Già. Dicono che il basket femminile faccia schifo, non sia uno sport seguito, si segni poco e in maniera poco elegante, non si schiacci mai, si sbaglino i terzi tempi e che è solo una gran confusione di gentili sesso che fa avanti e indietro sul parquet senza però avere lo straccio per tirarlo a lucido. Tante amenità simili dovute al peccato originale di cui è intrisa la nostra società.
Per tutte queste cose che si dicono, sarebbe molto più facile mollare ed arrendersi subito, lasciando la palla a spicchi nell’armadio dove si nascondono i vestiti che non piacciono più. E invece no, non bisogna darla vinta a chi dice queste cose. Ginocchia gonfie, lividi, graffi, diti insaccati, nasi sanguinanti, insulti di chi dice che non è uno sport per femmine. Spesso è questo che accompagna le giocatrici nell’arco di tutta la loro carriera.
Ma i sogni non sbiadiscono con le cattiverie. Spesso si rafforzano. E una bambina che oggi sceglie di provare a giocare a pallacanestro, ha contribuito a spezzare il giogo di chi non guarda al di là delle differenze di genere.
La storia delle Meravigliose della Vito Lepore
Sophie, Alice, Alice, Angelica, Antonia, Antonia, Bea, Andrea, Carla, Cloe, Elvira, Ely, Gilda, Monica, Sara, Sofia, Annachiara. Queste le piccole giocatrici di cui ci occuperemo oggi. Primo loro campionato in assoluto. Giocano insieme da un anno e mezzo circa con una delle franchigie storiche del basket Avellinese. Campionato Under 13 (un poker di dodicenni, le altre ne hanno 11 mentre addirittura ce ne sono quattro di soli 10 anni). Ieri hanno vinto a Battipaglia lasciando le avversarie a 10 punti e segnandone 46. Si fanno chiamare “Le meravigliose”. Da quello che ci ha raccontato chi le ha viste, hanno grandi potenzialità e tanta voglia di farcela.
La loro coach, Maria Teresa Borneo, ha cresciuto tante generazioni di piccoli cestisti avellinesi ma, ovviamente, poter allenare una squadra femminile è una delle cose che le dà più soddisfazione. Grande merito va riconosciuto anche ai genitori che hanno supportato le scelte sportive delle loro figlie e all’altro coach Donato. Ma lasciatecelo dire, sono le meravigliose a dover essere orgogliose innanzitutto di loro stesse. La passione c’è, la voglia pure, la bravura non manca. Ora testa alla prossima partita ma con la certezza di avere una marcia in più data dal tifo di tutti gli appassionati di basket avellinesi.
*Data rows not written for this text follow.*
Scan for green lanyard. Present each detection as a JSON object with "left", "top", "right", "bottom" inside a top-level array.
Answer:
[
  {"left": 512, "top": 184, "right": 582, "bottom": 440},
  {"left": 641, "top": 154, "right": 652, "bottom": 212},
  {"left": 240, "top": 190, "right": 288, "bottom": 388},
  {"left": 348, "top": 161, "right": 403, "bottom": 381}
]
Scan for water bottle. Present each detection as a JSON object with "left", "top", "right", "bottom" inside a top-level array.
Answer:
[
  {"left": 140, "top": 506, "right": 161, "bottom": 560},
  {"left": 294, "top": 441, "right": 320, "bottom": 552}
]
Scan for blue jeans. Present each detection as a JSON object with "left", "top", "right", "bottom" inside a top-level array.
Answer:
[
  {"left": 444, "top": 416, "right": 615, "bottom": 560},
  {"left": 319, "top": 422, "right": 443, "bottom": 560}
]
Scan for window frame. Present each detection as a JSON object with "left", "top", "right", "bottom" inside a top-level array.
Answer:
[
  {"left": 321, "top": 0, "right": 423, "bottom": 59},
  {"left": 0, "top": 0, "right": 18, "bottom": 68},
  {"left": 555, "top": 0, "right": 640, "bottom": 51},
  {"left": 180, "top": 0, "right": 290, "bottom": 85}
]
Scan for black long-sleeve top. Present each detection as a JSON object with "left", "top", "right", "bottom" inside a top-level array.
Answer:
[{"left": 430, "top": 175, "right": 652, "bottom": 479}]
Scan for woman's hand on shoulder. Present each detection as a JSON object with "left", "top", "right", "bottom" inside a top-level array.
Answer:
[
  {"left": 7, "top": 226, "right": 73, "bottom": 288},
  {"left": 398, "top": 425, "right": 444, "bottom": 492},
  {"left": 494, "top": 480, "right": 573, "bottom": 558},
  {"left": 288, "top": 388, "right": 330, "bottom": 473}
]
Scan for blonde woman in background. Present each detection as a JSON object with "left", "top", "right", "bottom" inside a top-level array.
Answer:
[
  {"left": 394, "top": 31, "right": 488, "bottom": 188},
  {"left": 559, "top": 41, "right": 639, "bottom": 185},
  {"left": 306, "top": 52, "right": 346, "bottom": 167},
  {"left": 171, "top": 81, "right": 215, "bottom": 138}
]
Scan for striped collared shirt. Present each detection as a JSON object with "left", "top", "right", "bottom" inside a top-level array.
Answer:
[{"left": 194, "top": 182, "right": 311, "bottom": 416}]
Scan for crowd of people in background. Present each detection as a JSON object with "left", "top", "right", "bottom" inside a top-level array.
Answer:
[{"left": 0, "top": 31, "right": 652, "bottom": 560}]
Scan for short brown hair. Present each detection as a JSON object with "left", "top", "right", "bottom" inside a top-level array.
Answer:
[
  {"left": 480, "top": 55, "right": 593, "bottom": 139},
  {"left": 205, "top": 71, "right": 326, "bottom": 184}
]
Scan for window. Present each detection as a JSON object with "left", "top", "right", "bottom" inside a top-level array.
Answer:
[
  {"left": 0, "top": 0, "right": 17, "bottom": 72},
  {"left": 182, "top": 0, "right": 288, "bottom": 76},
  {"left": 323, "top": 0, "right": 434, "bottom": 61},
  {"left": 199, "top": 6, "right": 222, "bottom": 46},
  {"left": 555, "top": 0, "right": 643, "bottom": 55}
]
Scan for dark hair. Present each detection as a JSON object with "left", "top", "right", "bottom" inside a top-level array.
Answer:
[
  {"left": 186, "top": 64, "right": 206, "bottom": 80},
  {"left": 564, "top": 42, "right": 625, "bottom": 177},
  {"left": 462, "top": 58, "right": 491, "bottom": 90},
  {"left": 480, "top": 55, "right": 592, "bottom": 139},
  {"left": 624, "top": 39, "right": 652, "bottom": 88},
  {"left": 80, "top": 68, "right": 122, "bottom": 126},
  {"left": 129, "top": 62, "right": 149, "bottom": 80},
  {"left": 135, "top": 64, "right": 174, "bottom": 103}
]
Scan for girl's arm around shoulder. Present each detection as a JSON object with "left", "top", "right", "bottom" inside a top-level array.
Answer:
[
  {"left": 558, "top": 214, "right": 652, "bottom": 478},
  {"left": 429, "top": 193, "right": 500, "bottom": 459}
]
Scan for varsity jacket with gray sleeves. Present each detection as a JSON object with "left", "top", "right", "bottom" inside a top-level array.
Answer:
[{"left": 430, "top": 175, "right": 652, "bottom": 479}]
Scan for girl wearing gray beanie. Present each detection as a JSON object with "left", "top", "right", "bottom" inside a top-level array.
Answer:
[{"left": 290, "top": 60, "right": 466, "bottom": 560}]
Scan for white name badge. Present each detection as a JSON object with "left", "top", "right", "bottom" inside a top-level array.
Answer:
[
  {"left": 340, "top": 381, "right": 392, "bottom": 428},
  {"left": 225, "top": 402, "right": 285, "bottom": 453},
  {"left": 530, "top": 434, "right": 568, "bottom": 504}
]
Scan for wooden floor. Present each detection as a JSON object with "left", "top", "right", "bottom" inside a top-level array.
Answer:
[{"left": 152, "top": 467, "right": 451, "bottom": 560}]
La situazione del basket avellinese femminile
Avellino città rimpiange i bei tempi che furono. Oggi oltre alla squadra di cui abbiamo scritto sopra, c’è ben poco altro. Andiamo a memoria, ma attualmente crediamo che il capoluogo possa vantare solo una squadra in serie C e una under 14 sotto i colori dell’ACSI Basket.
Chi scrive ricorda ancora i tempi di Elena Bellastella & company, ma pure quelli della quindicenne Mabel Bocchi che nel 1968 giocava nella palestra del convitto Colletta con la maglia della Partenio. Esempi fulgidi di cosa fosse il basket femminile ad Avellino ancora prima della Scandone e di tutto il movimento cestistico maschile.
Noi siamo quelli lì. Anzi, siamo quelle lì. La storia non si cancella. Ed ora sono le nostre figlie (figlie dell’Avellino che ci piace) che ripercorrono il solco scavato da chi è venuto prima di loro, Silvia di Iorio compresa (partendo da promettente giocatrice delle giovanili della nazionale, l’anno scorso ha acquisito il patentino di allenatrice di minibasket). Perché il basket è passione. Perché il basket è ammmmmore.